Deaf Action New Zealand is calling on TVNZ to provide interpreters at its political debates, saying the current subtitles are not adequate.
About 20 people protested outside TVNZ's Auckland office tonight ahead of its minor party leaders debate.
Deaf Action New Zealand spokesman Kim Robertson said deaf people needed interpreters in order to get a sense of the emotion and feeling of the debate.
"Sign language has its own dramatic structure, we use a lot of facial expressions to get the idea of how things are being said with subtitles you just don't get that.
"We've been asking for interpreters for the last 15 years- we want to have clear access to what is going on, as tax-payers it is our right," Mr Robertson said.
Mr Robertson said TVNZ said they didn't have the capable technology.
"TVNZ said they are in talks with the Human Rights Commission but we are tired of hearing the same old excuse, the time for change is now."
TVNZ said it respects the status of sign language as an official language of New Zealand.

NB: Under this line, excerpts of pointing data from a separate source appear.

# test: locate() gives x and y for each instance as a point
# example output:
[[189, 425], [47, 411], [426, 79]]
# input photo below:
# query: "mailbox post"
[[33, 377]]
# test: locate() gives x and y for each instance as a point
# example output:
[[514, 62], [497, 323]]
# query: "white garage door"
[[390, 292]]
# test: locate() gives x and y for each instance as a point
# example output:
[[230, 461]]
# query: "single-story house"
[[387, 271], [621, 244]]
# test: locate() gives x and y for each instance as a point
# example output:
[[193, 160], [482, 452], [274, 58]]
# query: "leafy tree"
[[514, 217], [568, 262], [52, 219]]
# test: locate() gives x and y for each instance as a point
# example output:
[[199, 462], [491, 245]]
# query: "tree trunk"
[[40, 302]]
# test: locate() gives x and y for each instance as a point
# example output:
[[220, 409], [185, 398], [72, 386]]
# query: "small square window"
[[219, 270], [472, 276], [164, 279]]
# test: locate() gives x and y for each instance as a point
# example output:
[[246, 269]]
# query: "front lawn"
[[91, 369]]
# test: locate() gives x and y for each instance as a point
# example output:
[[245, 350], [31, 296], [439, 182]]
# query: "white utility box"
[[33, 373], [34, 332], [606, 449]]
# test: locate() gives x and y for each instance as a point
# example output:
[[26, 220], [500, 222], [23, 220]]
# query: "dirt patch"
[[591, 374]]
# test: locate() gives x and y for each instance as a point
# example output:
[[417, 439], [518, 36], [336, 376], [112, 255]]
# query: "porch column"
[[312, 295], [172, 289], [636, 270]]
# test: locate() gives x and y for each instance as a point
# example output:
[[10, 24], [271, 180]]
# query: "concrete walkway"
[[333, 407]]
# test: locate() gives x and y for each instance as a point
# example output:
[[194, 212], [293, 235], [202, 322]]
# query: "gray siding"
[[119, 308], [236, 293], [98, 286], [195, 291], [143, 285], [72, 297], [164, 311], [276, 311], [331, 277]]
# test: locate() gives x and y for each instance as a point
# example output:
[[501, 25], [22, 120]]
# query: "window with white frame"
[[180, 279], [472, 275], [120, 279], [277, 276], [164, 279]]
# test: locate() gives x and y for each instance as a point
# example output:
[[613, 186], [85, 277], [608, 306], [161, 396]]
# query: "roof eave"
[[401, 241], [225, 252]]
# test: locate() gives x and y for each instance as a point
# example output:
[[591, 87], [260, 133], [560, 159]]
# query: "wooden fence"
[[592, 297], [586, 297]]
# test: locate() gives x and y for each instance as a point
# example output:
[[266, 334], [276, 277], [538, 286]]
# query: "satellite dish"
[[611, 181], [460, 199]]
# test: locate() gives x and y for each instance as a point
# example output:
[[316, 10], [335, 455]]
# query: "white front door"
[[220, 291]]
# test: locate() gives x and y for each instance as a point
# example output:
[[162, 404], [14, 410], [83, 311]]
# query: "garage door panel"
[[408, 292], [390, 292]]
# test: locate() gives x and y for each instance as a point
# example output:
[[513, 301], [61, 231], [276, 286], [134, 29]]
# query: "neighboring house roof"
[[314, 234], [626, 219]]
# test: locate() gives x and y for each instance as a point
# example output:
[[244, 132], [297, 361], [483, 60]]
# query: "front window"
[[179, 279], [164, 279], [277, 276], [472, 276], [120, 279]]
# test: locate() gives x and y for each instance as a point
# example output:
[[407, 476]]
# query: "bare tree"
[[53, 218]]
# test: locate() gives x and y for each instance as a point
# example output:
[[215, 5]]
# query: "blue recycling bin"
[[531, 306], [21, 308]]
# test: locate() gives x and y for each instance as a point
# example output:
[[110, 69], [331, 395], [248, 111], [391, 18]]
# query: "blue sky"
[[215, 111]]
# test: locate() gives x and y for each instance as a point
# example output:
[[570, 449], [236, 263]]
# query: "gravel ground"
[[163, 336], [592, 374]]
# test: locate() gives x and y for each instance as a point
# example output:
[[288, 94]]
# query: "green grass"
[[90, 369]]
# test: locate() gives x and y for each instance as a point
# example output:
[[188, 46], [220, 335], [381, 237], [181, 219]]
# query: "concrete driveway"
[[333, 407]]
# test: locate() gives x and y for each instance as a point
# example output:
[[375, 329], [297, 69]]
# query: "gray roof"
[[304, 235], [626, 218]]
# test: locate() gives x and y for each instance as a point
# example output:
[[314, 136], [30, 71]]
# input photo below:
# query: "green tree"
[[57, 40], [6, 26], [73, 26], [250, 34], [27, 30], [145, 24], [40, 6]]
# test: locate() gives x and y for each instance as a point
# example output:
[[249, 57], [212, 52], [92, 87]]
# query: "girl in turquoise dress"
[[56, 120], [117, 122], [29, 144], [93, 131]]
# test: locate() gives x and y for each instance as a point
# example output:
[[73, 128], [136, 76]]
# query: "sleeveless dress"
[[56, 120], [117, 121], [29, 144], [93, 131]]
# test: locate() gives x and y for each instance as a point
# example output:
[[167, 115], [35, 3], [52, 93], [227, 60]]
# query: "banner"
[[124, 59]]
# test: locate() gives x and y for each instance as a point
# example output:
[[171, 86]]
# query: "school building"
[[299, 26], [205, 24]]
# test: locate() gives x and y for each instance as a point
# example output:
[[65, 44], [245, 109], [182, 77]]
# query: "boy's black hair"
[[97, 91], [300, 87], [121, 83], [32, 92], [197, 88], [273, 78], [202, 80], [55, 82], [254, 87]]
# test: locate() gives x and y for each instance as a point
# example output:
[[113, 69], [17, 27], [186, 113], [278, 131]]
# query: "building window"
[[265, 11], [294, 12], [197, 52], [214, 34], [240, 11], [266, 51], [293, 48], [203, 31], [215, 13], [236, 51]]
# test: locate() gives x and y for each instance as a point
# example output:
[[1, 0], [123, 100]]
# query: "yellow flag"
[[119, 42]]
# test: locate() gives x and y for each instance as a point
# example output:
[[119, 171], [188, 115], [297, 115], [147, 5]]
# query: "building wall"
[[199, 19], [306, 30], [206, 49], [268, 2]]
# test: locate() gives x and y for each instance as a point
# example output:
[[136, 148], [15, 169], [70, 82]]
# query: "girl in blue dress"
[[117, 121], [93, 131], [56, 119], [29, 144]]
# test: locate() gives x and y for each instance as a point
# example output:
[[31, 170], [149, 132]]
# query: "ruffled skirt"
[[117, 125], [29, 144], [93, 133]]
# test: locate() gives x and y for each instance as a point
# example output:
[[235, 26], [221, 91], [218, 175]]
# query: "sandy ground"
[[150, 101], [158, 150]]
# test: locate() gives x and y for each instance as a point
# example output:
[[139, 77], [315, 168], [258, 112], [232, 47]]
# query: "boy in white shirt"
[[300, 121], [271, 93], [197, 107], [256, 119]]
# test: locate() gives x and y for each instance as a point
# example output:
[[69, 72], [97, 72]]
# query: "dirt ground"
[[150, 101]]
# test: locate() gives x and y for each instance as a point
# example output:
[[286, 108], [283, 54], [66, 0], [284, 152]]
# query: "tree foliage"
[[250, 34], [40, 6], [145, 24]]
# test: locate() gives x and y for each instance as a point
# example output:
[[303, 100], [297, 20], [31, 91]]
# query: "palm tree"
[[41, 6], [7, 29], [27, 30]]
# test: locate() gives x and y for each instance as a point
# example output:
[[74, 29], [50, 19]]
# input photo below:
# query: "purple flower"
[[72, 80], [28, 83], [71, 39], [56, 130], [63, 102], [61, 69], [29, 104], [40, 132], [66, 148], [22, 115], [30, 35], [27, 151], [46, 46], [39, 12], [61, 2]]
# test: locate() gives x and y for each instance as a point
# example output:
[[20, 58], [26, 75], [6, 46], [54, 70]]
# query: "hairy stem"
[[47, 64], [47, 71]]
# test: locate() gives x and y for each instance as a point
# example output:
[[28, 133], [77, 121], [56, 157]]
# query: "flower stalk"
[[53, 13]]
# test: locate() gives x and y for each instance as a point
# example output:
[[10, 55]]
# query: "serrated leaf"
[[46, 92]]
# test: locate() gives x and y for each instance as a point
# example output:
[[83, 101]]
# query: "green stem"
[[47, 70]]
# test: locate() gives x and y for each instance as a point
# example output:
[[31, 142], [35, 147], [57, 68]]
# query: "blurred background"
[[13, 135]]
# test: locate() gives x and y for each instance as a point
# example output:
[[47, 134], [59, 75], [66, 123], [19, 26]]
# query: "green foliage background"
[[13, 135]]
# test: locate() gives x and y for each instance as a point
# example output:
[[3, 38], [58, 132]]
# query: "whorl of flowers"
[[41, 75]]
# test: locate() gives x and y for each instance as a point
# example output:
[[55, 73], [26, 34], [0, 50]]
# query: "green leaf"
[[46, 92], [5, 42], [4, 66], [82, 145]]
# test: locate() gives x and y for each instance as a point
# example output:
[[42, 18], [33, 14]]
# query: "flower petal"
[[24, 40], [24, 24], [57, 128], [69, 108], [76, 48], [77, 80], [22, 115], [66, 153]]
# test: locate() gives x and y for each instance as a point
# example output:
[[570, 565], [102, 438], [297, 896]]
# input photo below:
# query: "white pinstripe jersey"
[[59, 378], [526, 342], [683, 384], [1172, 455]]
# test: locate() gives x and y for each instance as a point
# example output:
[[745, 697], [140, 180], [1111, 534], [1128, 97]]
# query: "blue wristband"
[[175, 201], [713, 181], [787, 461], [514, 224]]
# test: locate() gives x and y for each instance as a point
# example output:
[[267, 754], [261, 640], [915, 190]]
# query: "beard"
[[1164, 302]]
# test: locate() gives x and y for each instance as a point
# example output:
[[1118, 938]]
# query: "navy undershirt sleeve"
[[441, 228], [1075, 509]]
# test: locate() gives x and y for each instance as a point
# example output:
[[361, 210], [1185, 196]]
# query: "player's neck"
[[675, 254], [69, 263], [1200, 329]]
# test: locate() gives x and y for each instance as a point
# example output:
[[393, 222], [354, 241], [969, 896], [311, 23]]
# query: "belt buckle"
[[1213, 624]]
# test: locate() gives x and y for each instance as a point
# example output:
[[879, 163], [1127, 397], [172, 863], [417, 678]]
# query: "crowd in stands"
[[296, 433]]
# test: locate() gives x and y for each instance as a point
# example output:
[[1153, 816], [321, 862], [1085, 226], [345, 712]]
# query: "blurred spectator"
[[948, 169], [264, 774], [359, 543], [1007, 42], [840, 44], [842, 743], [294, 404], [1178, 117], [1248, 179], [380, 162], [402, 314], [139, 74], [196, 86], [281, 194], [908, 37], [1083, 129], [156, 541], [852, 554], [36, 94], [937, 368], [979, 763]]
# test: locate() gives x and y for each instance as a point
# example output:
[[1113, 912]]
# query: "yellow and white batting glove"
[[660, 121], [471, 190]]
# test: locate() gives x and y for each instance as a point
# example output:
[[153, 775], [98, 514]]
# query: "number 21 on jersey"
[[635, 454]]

"All four of TVNZ's live debates will carry live captioning, we recognise that around 20,000 New Zealanders use sign language and would prefer to see an interpreter rather than on screen captions.
"We have focused on captioning as a viable solution to meet the needs of the greatest number of deaf and hearing impaired viewers, which number in the hundreds of thousands, unfortunately, for logistical reasons, we are not set up to accommodate an interpreter in our live news presentation so sign language won't be incorporated into our televised debates," TVNZ said in a statement.